Allogeneic cellular products

Although not as commonplace as the use of autologous cells, a number of allogeneic cellular products are currently under clinical study. These products use donor cells or tissue from human donors to repair damaged cartilage and range from morselized tissue to transgenic cells engineered to secrete growth factors. Allogeneic cell sources limit the need for initial tissue biopsy, as is required with autologous therapies, but may cause an immune response. Allogeneic cellular products are usually regulated as biologics or combination products and, as such, require approval under a BLA in the same process as an autologous cellular product.

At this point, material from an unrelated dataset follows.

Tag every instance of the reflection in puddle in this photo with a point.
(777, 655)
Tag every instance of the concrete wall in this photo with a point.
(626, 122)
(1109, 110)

However, certain allogeneic cellular and tissue products fall beyond the scope of marketing application through the FDA. Cells, tissues, and tissue-based products that are minimally manipulated, used in a homologous fashion, have no systemic effects, and are not used in combination with other products are considered donor tissue and do not require a marketing application with clinical safety and efficacy data.[9] For example, morselized cartilage tissue is considered “minimally manipulated” and is regulated as graft tissue and not a biologic.

Injectable drugs

Drugs currently under development for the repair of cartilage are compounds developed to stimulate a repair response by a patient’s own joint tissue. Injectable compounds for cartilage repair are classified as drugs and regulated by the Center for Drug Evaluation and Research (CDER).[8] One exception is the case of viscosupplements, such as hyaluronic acid, that are not intended for cartilage repair but for viscosupplementation and symptom management; these products are regulated as devices through the Center for Devices and Radiological Health (CDRH). Approval of drugs requires a phased approach with separate dosing (phase I), smaller scale safety/probable effectiveness (phase II), and larger scale randomized safety and effectiveness studies (phase III). Each phase requires IND approval for commencement of these studies in the United States. Following the completion of phase III clinical trials, a NDA is submitted to CDER for review to determine product approval.

Devices

Devices for cartilage repair have been developed to fill cartilage defects and/or create a basis for self-repair, ranging from injectable substances that fill defects to scaffolds that support cartilage repair, with potential other procedures such as microfracture involved to create a cellular response for repair. As no class II devices are available for the treatment of articular cartilage defects, the 510(k) process is not applicable for these technologies. The general classification for devices intended to repair cartilage defects is class III (product code NCO), and class III devices must be approved through the Pre-Market Application (PMA) process.

The PMA process requires demonstration of safety and effectiveness through clinical studies, usually with a comparison to a previously approved product or standard of care. The FDA will request that these clinical studies be performed in the United States under an Investigational Device Exemption (IDE), likely as a prospective randomized clinical trial with predefined endpoints. Following the completion of a pivotal IDE trial, a PMA is submitted to CDRH for review to determine product approval.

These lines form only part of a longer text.